If I read the situation correctly I agree with you 100% that they needed to be told but I would not have taken it upon myself to inform them unless my nursing supervisor instructed me that is how we were going to handle it.

Specializes in Peds Critical Care, Dialysis, General.

At a conference on patient/family centered care I attended last year, a great emphasis was placed on disclosure of medication and patient care errors. The general atomsphere that this helps with trust issues. Most times, the conversations are well-received. Generally, patients & families just want to know we are dealing with them truthfully, rather than hiding things from them. The whole point is to come together and try to identify where the process was broken and to find appropriate "fixes."

At our facility, our NM and one of our intensivists have spoken with families with regard to medication errors, one was insulin and the other was dopamine (the dopamine error occurred off our unit, but we caught the error). Each time, the disclosures were well received, the families appreciating the honesty, if not the extra time that they had to spend in our unit.

Depends on the situation. If it's a small mistake that's not a big deal, I wouldn't get the patient all worked up over it. Giving a pt way too much insulin is something I would tell them. I would also tell them if their PICC line was put in the wrong spot, how else would you explain that to the family-"Oh, we always put these in twice!"??

I have been told not to tell a pt. about mistakes made by the doctor. I had a doctor once make a mistake concerning a surgery, but I never told the pt since I felt it was the MD's responsibility to explain it.

Specializes in Mixed Level-1 ICU.

My advice...create solid relationships with patients and family.

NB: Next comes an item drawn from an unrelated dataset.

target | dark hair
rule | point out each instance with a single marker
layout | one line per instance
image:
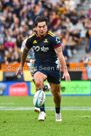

If something goes wrong, it's often wait and see whether there is any real damage, but being a genuine person will serve as a great ally.

Unfortunately, if there is damage and they realize they were told well after the fact, you risk appearing disingenuous and risk retribution.

Then again, your relationship may save you.

As someone else said, situations differ and the variables must each be carefully examined according to the context and your comfort zone.

We are told in no uncertain terms that if we make a mistake we are to tell the patient and the doctor about it.

A patient/family has to have an expectation of honestly from health care workers

sometimes it can be phrased in a better light but do not allow a patient to go home with the meds that might do irreversable harm

Specializes in LTC, Med/Surg, Peds, ICU, Tele.

I think Interleukin makes a great point about how important relationships are in health care. Establishing a relationship of trust in the first place, then following through on it, is invaluable. There's no one size fits all answer to many of these types of situations in health care.

Each situation and individual has subtle differences. It's hard to learn the nuances of this in a book or by taking a class, in my opinion.

Specializes in A myriad of specialties.
we are told in no uncertain terms that if we make a mistake we are to tell the patient and the doctor about it.

i so agree with this, sarah. withhold information regarding an error can lead to distrust if such information is ultimately learned. it's poor nursing to

not be honest with patients about mistakes.

If mistakes were disclosed more often, there would be fewer lawsuits. Often these people want to know what happened because they get the feeling that something was wrong and being hidden from them. I am tired of physicians and facilities wanting to hide everything from the public and then trying to force nurses to do the same.